Japanese steelmaker Nippon Steel will acquire U.S. Steel Corp. in a $14.9 billion deal, taking advantage of government incentives designed to reshape the U.S. industrial base and boost domestic manufacturing.
Nippon Steel will pay $55 per share in a cash transaction to purchase U.S. Steel and will assume all the company’s debt.
The offer price “represents a 40-percent premium to U. S. Steel’s closing stock price on December 15,” Nippon Steel said in a Monday statement announcing the terms of the acquisition.
U.S. Steel’s stock prices rose 25 percent on news of the deal, jumping from around $40 per share to $50 per share in Monday morning trading, still well below the offer price.
High domestic demand for steel, changes in the structure of the global economy, and new U.S. legislation were all cited by Nippon Steel as factors in the deal.
“Energy and manufacturing industries [will] return to the U.S. under changes in the world economy structure and cheap energy in the U.S. The infrastructure bill and spending is expected to drive steel demand uptick moving forward,” the company wrote in an analysis of the deal.
The Infrastructure Investment and Jobs Act and the Inflation Reduction Act (IRA) — two major pieces of industrial legislation passed under the Biden administration — contained bounties of tax credits.
Tax incentives geared toward revitalizing U.S. industry have already resulted in an investment boom in factory construction.
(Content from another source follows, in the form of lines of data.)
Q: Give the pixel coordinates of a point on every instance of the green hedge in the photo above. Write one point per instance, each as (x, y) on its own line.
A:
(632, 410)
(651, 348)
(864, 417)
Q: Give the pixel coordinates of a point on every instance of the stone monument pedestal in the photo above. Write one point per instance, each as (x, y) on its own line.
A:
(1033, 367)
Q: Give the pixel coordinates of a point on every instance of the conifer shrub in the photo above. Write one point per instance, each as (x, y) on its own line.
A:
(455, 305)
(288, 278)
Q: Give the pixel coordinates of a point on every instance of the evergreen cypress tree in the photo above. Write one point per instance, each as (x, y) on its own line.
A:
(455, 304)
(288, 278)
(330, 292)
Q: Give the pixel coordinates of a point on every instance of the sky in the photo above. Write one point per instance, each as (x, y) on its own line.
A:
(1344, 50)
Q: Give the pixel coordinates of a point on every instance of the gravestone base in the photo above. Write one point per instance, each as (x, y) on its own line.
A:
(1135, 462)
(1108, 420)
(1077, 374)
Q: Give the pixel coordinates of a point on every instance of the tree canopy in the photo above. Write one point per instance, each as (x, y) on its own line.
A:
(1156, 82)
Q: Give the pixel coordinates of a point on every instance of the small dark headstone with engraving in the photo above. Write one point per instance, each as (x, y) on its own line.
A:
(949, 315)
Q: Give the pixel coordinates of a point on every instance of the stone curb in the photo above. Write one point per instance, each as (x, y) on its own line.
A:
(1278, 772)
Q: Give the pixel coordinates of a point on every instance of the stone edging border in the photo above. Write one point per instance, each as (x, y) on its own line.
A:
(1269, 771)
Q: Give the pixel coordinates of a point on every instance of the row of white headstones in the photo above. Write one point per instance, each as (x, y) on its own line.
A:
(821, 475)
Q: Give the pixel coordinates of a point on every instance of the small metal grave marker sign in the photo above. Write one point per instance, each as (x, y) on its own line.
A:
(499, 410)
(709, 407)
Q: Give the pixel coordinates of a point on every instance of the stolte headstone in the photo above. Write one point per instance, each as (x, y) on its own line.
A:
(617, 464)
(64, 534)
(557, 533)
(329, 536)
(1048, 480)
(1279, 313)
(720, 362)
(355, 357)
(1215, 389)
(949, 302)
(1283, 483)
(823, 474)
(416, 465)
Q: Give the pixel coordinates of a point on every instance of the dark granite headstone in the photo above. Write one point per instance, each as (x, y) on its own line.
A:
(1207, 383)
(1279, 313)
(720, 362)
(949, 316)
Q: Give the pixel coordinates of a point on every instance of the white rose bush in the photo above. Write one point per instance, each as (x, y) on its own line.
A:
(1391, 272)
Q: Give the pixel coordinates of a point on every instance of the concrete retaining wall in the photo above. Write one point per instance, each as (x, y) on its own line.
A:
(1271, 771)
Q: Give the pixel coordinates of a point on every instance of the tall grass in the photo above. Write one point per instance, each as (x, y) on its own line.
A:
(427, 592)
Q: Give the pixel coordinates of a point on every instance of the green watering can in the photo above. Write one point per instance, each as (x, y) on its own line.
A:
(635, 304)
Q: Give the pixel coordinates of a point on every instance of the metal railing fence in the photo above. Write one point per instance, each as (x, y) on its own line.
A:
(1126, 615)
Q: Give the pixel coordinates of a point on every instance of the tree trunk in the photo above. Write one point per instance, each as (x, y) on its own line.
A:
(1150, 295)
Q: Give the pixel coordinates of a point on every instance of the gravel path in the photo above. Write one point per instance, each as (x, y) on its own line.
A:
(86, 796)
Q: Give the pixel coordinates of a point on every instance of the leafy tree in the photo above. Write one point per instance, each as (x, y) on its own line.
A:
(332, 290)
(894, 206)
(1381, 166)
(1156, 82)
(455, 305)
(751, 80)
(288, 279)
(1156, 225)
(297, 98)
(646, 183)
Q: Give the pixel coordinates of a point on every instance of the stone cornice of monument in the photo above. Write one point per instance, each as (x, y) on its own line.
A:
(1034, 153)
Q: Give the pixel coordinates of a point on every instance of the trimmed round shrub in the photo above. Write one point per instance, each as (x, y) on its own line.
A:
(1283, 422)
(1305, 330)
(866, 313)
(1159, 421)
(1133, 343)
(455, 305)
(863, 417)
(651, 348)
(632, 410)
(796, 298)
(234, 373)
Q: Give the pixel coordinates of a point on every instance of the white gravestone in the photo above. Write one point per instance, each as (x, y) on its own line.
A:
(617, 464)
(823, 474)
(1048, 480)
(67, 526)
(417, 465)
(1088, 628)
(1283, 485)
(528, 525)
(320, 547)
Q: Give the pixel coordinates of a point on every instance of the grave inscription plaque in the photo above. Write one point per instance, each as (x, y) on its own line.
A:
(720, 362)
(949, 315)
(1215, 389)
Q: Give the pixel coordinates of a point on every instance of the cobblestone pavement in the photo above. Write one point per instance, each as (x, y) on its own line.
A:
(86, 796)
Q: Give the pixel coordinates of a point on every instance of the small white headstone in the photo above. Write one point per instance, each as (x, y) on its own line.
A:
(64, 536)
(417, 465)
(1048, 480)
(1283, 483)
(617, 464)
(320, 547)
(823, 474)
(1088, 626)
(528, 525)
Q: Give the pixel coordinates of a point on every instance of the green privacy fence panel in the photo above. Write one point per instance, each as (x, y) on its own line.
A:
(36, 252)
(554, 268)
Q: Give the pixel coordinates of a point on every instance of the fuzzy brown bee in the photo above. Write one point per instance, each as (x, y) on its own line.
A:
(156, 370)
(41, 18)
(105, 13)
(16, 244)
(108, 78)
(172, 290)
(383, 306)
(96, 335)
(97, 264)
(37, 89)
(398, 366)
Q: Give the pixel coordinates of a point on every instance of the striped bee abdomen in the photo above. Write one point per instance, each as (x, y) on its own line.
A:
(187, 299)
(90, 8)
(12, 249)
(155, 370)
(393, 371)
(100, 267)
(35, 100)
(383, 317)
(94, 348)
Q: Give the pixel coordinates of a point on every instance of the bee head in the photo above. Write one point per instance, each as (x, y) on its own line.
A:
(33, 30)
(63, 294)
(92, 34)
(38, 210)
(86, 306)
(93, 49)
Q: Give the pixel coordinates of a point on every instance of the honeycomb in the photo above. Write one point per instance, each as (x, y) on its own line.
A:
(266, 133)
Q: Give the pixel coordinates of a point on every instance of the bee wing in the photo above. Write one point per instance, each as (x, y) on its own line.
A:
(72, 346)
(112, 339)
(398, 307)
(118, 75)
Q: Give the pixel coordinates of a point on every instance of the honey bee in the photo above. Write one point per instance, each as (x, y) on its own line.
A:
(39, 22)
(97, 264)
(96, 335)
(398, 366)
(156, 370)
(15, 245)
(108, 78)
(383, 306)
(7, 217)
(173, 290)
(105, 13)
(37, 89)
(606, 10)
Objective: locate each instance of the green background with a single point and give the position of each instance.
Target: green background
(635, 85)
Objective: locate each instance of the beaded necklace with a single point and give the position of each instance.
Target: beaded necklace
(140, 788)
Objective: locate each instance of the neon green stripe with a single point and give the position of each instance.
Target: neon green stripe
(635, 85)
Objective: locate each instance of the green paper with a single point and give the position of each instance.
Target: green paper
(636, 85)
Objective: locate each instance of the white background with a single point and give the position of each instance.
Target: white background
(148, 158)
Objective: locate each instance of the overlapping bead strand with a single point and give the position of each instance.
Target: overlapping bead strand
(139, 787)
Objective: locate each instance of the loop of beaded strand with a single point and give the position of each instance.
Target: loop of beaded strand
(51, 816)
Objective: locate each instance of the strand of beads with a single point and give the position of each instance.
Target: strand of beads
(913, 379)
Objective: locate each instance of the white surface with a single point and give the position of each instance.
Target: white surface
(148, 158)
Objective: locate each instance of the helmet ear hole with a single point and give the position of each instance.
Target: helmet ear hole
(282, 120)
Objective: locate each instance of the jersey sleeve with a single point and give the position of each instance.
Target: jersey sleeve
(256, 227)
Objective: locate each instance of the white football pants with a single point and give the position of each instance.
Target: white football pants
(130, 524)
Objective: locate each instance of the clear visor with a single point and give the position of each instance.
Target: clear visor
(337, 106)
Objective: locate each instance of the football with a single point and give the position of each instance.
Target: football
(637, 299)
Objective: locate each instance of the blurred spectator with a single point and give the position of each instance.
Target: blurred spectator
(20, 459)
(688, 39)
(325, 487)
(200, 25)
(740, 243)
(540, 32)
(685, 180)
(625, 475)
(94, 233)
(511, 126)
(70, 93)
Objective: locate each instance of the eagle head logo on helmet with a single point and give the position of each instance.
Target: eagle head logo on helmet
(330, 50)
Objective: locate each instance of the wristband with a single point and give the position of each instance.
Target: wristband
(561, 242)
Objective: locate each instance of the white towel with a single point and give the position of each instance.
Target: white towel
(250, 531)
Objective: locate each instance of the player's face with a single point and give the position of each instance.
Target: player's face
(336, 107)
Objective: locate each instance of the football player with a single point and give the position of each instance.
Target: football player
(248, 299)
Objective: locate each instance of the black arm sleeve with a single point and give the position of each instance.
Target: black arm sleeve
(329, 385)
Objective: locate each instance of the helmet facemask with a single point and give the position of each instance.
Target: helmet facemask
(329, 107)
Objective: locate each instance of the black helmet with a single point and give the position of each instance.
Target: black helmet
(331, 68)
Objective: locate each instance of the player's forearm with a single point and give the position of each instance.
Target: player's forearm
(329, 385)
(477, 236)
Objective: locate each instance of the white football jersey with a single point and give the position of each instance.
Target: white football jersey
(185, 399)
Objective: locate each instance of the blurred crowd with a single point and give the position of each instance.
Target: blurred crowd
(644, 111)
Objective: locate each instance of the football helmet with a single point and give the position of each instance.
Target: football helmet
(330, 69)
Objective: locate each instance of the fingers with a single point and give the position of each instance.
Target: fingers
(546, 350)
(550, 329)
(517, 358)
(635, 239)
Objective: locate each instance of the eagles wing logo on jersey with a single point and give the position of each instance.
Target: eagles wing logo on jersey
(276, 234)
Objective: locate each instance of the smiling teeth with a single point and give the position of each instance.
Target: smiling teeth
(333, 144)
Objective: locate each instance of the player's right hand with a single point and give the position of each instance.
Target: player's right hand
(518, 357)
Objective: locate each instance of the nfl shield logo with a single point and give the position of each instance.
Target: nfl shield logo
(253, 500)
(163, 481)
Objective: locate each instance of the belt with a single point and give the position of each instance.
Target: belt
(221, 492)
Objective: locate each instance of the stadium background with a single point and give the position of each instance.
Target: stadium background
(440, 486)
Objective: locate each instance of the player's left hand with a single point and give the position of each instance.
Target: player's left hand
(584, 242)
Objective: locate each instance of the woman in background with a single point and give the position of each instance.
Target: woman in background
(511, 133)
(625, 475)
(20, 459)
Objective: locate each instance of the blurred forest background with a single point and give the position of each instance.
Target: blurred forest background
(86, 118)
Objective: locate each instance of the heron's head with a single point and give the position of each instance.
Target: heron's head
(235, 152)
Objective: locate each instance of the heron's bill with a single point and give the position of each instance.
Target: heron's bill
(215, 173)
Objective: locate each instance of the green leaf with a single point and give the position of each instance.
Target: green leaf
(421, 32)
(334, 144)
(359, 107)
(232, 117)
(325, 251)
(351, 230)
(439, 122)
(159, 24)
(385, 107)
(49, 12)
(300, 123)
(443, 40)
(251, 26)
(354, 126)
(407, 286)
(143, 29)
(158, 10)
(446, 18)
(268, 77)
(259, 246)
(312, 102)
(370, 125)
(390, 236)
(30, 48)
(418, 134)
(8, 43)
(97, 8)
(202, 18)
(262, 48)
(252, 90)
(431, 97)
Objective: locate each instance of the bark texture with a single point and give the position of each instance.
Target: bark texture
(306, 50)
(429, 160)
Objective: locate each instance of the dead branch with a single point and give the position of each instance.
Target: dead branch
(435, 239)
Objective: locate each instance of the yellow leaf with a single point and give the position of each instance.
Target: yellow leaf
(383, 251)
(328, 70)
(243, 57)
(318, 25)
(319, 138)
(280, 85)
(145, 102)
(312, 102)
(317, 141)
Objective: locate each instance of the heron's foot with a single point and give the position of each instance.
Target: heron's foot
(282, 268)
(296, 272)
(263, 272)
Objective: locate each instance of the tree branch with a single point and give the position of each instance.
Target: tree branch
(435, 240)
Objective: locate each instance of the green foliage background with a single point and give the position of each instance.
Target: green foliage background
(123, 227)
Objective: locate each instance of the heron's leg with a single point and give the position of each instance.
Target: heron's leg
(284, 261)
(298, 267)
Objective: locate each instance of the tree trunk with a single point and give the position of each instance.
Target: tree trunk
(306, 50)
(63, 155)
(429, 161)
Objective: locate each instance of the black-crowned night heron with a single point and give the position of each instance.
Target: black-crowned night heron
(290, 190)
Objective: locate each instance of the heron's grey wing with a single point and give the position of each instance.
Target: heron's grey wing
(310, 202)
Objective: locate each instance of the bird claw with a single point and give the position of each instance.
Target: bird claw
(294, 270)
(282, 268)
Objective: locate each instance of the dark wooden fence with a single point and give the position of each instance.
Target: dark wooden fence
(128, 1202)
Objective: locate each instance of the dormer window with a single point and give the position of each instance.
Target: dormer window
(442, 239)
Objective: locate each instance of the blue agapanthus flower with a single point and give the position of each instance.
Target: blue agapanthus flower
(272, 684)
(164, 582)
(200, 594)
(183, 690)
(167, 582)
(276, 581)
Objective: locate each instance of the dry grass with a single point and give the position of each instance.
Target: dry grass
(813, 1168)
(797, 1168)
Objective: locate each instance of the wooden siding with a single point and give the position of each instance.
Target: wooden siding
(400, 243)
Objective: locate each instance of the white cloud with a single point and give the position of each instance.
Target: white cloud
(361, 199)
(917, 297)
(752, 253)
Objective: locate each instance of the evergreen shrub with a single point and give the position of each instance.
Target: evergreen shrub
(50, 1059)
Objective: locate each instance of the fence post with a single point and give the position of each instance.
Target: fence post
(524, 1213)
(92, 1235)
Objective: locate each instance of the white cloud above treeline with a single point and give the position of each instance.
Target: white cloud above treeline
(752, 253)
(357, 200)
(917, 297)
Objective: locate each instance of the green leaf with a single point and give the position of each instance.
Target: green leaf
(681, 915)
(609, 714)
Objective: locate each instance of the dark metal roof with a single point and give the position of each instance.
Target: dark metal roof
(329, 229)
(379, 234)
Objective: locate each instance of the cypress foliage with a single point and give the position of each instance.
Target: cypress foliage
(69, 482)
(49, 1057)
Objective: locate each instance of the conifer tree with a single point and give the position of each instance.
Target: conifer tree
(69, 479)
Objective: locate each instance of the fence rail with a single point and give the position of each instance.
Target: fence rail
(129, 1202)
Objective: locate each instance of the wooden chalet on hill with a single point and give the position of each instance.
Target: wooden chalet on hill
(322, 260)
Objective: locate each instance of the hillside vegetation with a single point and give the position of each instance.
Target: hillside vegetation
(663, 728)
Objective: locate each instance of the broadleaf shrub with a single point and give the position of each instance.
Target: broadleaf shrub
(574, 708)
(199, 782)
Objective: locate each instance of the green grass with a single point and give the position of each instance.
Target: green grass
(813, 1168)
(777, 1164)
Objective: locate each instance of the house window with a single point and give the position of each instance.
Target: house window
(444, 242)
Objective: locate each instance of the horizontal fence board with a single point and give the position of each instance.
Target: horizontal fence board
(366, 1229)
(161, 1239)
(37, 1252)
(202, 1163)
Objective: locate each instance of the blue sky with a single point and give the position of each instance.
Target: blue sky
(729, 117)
Plant construction spending shot up at the beginning of this year following the passage of the IRA last August.
Nippon Steel is currently the world’s fourth largest producer of steel, behind China’s Baowu Steel Group and Ansteel Group as well as Luxembourg’s ArcelorMittal.
Founded in 1901 by banking magnate J.P. Morgan, U.S. Steel is the 27th largest. It was once the largest company in the world and one of the first companies with a billion-dollar valuation.
According to estimates by the World Steel Association, the combined annual production capacity of Nippon Steel and U.S. Steel would equal 58.56 million metric tonnes, moving it ahead of Ansteel Group to become the world’s third-largest steel producer.
The steel industry is also poised to gain from recent high-profile deals in the auto sector between unions and manufacturers.
The United Auto Workers (UAW) signed new contracts in the fall with three major automakers — Ford, General Motors and Stellantis — securing significant raises and salary guarantees as the auto sector gets overhauled toward electric vehicle production.
“The 150,000 UAW autoworkers at the Big Three have won back major provisions that were sacrificed during the Great Recession, from cost-of-living adjustments (COLA), to annual bonuses for retirees, to the elimination of wage tiers,” the union said in a statement from November.